It's hard to handle a friend who thinks they have more authority than you, and it may even make you question your friendship. This article will help you analyze the problem and best solve the situation.
Steps
Step 1. Breathe deeply
When your friend makes a haughty comment, stop and think about how you feel. Are you hurt or angry? Don't you feel up to it? Reflecting on your feelings will help you not to overreact and give you the opportunity to respond constructively. Understanding your feelings will also help you in the next step.
If you have trouble understanding your emotions read How to Learn to Control Your Emotions
Step 2. Try to understand why your friend makes certain observations
Maybe he wants to argue with you or take revenge on something, and for that reason he makes haughty comments. Your friend may also be intimidated by you and try to defend themselves. Does he realize his comments hurt you? Are your comments mere jokes or insults? Is your friend extremely conceited? Your reaction to his haughty comment could be the key to understanding what your friend really wants to communicate. If you feel hurt it probably means that you and your friend are in the midst of a "cold war" - there will be no sparks and fire, but it is a full-fledged battle nonetheless. The sense of inadequacy can indicate that your friend is feeling inferior and threatened, and is trying to communicate this to you.
Step 3. Formulate an answer
Regardless of what you do, try to avoid aggressive language.
- If you have analyzed the problem and have come to the conclusion that it is something stupid or inconsistent, let your friend win. Don't worry about it and do it for the sake of your friendship. Avoid defending yourself for something that isn't worth it. Behave wisely. If your friend "wins" maybe he will feel like you and will go back to behaving as before.
- If his haughty behavior is caused by something important, let your friend know that you have received his message, but that he should change his attitude towards you. Let him know that you are willing to find a compromise to end all negative feelings between you. Finding a solution for both is difficult, but it's worth it.
- If your friend feels inadequate there is probably no response that will be able to put an end to his haughty behavior. Try to help your friend improve self-confidence. Compliment him for every success, even for the smallest. Engage in activities where your friend can demonstrate his skills.
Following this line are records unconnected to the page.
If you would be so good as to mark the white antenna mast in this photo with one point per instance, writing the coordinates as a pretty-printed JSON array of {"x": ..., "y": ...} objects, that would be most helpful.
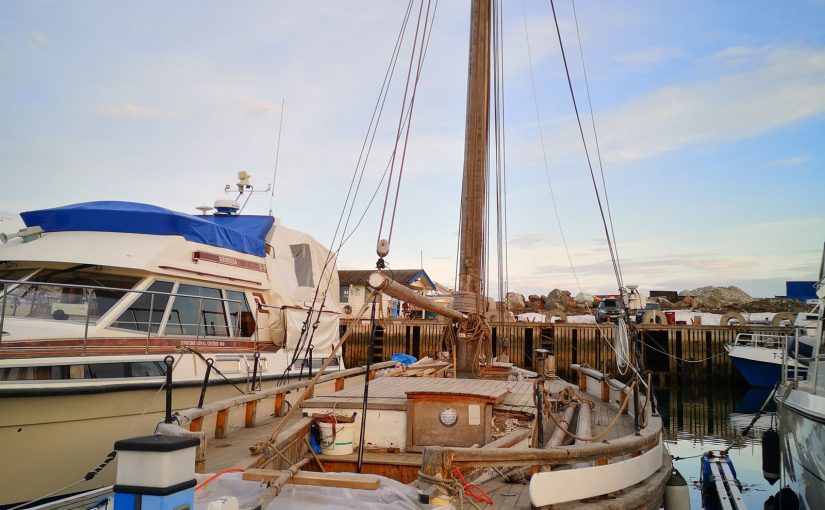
[{"x": 277, "y": 153}]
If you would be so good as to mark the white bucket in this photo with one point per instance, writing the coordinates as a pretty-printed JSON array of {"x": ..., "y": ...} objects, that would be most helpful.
[{"x": 341, "y": 444}]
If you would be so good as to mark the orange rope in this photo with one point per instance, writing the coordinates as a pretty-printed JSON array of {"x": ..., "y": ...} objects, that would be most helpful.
[
  {"x": 219, "y": 473},
  {"x": 468, "y": 489}
]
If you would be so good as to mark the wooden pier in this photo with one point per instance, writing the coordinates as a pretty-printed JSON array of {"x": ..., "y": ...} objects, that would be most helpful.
[{"x": 667, "y": 350}]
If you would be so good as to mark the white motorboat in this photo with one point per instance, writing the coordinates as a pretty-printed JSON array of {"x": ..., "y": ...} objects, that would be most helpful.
[
  {"x": 760, "y": 357},
  {"x": 802, "y": 419},
  {"x": 100, "y": 299}
]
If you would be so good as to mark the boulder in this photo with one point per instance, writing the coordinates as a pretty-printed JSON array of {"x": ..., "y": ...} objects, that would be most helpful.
[
  {"x": 731, "y": 294},
  {"x": 536, "y": 302},
  {"x": 515, "y": 301},
  {"x": 559, "y": 299}
]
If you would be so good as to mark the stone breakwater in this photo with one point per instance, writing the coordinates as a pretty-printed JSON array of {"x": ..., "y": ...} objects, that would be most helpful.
[{"x": 704, "y": 299}]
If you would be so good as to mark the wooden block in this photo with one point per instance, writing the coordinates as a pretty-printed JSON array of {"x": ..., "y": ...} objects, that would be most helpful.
[
  {"x": 261, "y": 475},
  {"x": 251, "y": 409},
  {"x": 220, "y": 423},
  {"x": 196, "y": 424},
  {"x": 334, "y": 480}
]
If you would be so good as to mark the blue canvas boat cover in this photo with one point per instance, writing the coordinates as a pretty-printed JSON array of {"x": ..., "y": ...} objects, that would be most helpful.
[{"x": 246, "y": 234}]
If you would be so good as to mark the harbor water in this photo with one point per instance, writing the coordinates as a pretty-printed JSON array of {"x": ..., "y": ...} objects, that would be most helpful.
[{"x": 710, "y": 415}]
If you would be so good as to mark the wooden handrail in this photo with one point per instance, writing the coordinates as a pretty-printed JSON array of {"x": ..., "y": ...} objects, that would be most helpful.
[
  {"x": 194, "y": 413},
  {"x": 441, "y": 459}
]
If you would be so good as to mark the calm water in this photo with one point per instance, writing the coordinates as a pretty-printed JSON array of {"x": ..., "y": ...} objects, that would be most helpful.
[{"x": 702, "y": 416}]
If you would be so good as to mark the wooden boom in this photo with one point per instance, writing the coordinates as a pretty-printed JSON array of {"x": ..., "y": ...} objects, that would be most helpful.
[{"x": 379, "y": 281}]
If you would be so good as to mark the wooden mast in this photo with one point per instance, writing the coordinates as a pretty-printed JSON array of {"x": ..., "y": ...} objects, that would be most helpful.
[{"x": 470, "y": 297}]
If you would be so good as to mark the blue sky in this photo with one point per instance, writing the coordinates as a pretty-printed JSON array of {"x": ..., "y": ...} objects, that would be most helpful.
[{"x": 710, "y": 115}]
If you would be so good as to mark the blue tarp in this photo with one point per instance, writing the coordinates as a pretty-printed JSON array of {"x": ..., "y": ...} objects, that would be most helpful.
[
  {"x": 246, "y": 234},
  {"x": 404, "y": 359}
]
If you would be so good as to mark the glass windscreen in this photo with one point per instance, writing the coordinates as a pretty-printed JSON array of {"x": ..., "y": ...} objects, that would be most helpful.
[
  {"x": 138, "y": 316},
  {"x": 68, "y": 294},
  {"x": 194, "y": 313}
]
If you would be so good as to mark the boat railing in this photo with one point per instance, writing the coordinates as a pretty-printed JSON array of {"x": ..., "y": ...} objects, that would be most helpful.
[
  {"x": 441, "y": 461},
  {"x": 86, "y": 296},
  {"x": 246, "y": 411},
  {"x": 763, "y": 340}
]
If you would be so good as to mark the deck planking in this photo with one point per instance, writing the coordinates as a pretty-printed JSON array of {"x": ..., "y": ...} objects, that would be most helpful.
[{"x": 390, "y": 392}]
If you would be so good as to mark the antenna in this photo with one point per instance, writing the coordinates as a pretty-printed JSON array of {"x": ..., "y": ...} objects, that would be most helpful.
[{"x": 277, "y": 153}]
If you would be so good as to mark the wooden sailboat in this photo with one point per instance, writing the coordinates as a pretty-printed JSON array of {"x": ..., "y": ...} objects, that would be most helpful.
[{"x": 435, "y": 427}]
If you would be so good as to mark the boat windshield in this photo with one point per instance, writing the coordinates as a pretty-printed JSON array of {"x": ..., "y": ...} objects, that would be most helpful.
[
  {"x": 66, "y": 294},
  {"x": 14, "y": 274}
]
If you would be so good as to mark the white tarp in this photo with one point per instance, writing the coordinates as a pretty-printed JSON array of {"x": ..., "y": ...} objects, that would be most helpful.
[
  {"x": 392, "y": 495},
  {"x": 301, "y": 275}
]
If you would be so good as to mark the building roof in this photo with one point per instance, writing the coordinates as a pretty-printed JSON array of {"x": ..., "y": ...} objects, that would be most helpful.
[{"x": 414, "y": 278}]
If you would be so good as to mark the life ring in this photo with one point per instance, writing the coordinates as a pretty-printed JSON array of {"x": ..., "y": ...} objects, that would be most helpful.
[
  {"x": 555, "y": 312},
  {"x": 726, "y": 318},
  {"x": 654, "y": 317},
  {"x": 782, "y": 316}
]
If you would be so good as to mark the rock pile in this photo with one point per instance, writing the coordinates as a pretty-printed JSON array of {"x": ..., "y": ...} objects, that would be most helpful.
[{"x": 705, "y": 299}]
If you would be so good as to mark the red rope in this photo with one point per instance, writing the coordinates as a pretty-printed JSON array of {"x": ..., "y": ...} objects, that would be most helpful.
[
  {"x": 468, "y": 489},
  {"x": 219, "y": 473}
]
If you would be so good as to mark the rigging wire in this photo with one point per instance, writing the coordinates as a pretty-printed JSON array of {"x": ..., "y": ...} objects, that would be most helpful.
[
  {"x": 602, "y": 333},
  {"x": 428, "y": 21},
  {"x": 587, "y": 153},
  {"x": 500, "y": 159},
  {"x": 404, "y": 127},
  {"x": 596, "y": 136},
  {"x": 355, "y": 182},
  {"x": 277, "y": 154}
]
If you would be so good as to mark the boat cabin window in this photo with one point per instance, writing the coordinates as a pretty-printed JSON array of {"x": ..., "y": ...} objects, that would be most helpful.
[
  {"x": 68, "y": 294},
  {"x": 302, "y": 257},
  {"x": 137, "y": 317},
  {"x": 13, "y": 274},
  {"x": 115, "y": 370},
  {"x": 197, "y": 311},
  {"x": 243, "y": 323}
]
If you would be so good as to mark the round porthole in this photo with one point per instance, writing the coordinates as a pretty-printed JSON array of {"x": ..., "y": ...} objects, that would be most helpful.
[{"x": 448, "y": 416}]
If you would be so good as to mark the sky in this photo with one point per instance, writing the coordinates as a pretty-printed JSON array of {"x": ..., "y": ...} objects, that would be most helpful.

Highlight your friend's strengths and compare them with yours and don't overlook your weaknesses. Focusing on the different qualities of people and teamwork will help strengthen the friendship. The phrase "where I am weak you are strong" is a great example to explain this situation.
Step 4. Watch your friend's reaction
If you want to fix the problem with a simple response to the snooty comment, your friend will most likely be watching you closely as well. If your answer is sincere and aimed at improving your friendship, your friend should react in a positive way, and the situation will be resolved immediately. If your friend continues to be snooty, start over and repeat the whole process. Often a wrong comment at the wrong time can taint a relationship. So, if the friend is very important, try again.
Step 5. Honestly evaluate your progress
If the behavior continues or if your friend is always snooty despite promising to change, think about ending your friendship. Sometimes, even if you don't want to hurt someone, a person can carry old wounds that prevent them from having sincere friendships and lead them to argue very easily.
Step 6. Don't allow anyone to be snooty with you indefinitely
Complacency makes others feel inferior, inadequate and incompetent, destroying self-confidence. If you have discussed the problem with your friend, if you have told him to change his attitude, if you have asked him to end it and he does not listen to you, no matter what promises he has made to you, then you should seriously consider ending the friendship.. Remember what Eleanor Roosevelt said: "No one can make you feel inferior without your consent."
Advice
- Both you and your friend are human beings. You don't know the cause that sparked his haughty attitude - maybe you were rude to him too. If you think your behavior or tone of voice may have contributed to the problem, apologize. It won't hurt you. You can say something like “I didn't mean to hurt you or make you feel inferior. If I did, I am deeply sorry, please forgive me ". Very simple.
- If your friend is a type who "breaks easily", perhaps it is better to avoid an intimate friendship. A type that “breaks easily” is someone who can't manage close relationships, because he believes the relationship is going to end anyway or because he is afraid of getting too close to someone. Whatever the reason, some people are unable to have sincere friendships. If you care about your friend, accept him for who he is and enjoy the kind of relationship you can have with him.
Warnings
- Some people carry inner wounds with them. It is like tempered glass: on the outside it looks strong and transparent, but on the inside it is broken and even the slightest pressure can tear it into a thousand pieces. Such people are extremely fragile and need compassion - even if it is difficult to maintain a good and lasting friendship with them.
- If a friend makes haughty comments about you, consider the fact that they might be right. Think carefully about your behavior before you feel offended.